Ik realiseer mij, dat aangezien de standpunten van De Winter verschillende openingen geven tot reactie, een en ander de ruimte van een ingezonden stuk ruimschoots te boven gaat. Niettemin reageer ik hieronder op drie door De Winter opgebrachte punten.

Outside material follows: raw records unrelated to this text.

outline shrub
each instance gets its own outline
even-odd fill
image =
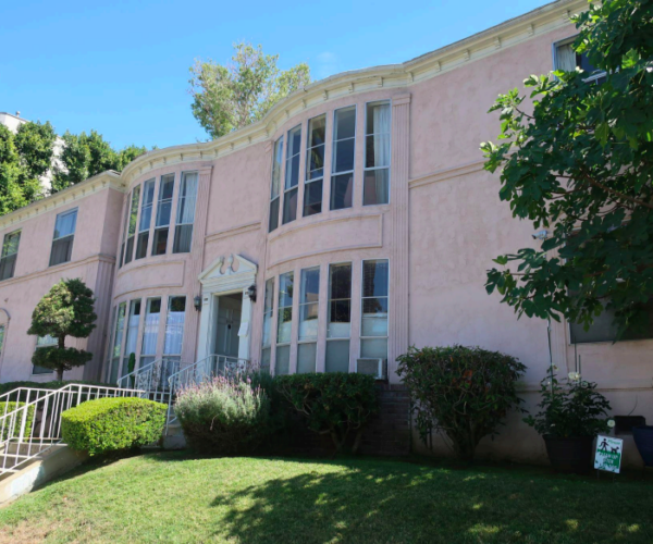
[[[9,433],[11,428],[13,426],[13,432],[11,433],[12,438],[17,438],[21,436],[21,424],[23,423],[23,413],[24,411],[17,413],[15,417],[3,417],[8,413],[25,406],[25,403],[0,403],[0,431],[2,435],[0,440],[5,441],[9,437]],[[32,434],[32,423],[34,421],[34,408],[35,405],[32,405],[27,408],[27,421],[25,424],[25,436]],[[12,421],[13,420],[13,421]]]
[[[574,374],[569,374],[574,380],[564,386],[553,373],[542,380],[542,401],[538,405],[541,411],[523,419],[541,435],[596,436],[609,431],[606,411],[611,409],[609,403],[596,391],[595,383],[583,382]]]
[[[378,410],[372,376],[332,372],[283,375],[275,382],[285,399],[307,418],[311,431],[331,436],[336,454],[353,431],[352,452],[357,452],[362,429]]]
[[[424,444],[434,430],[471,460],[483,436],[497,433],[507,411],[519,407],[515,382],[526,370],[517,359],[479,347],[411,347],[397,373],[410,391]]]
[[[218,376],[182,388],[174,411],[188,445],[220,455],[252,453],[270,428],[270,399],[244,376]]]
[[[99,398],[61,415],[63,442],[98,455],[152,444],[161,437],[168,406],[145,398]]]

Ik citeer uit Scars of War, Wounds of Peace van Shlomo Ben-Ami. Zijn staat van dienst voor zijn land Israël is vlekkeloos: in 1999 werd hij minister van ‘Public Secutity’, van 2000-2001 minister van Buitenlandse Zaken. Zijn rol in het vredesproces begon in 1991als lid van de Israëlische delegatie naar de vredesconferentie van Madrid, later was hij hoofd van de Israëli delegatie bij de multilaterale besprekingen over vluchtelingen; als minister van BZ in Barak’s regering nam hij deel aan de Camp David Summit, en leidde hij het Israëli team bij de Vredesconferentie van Taba.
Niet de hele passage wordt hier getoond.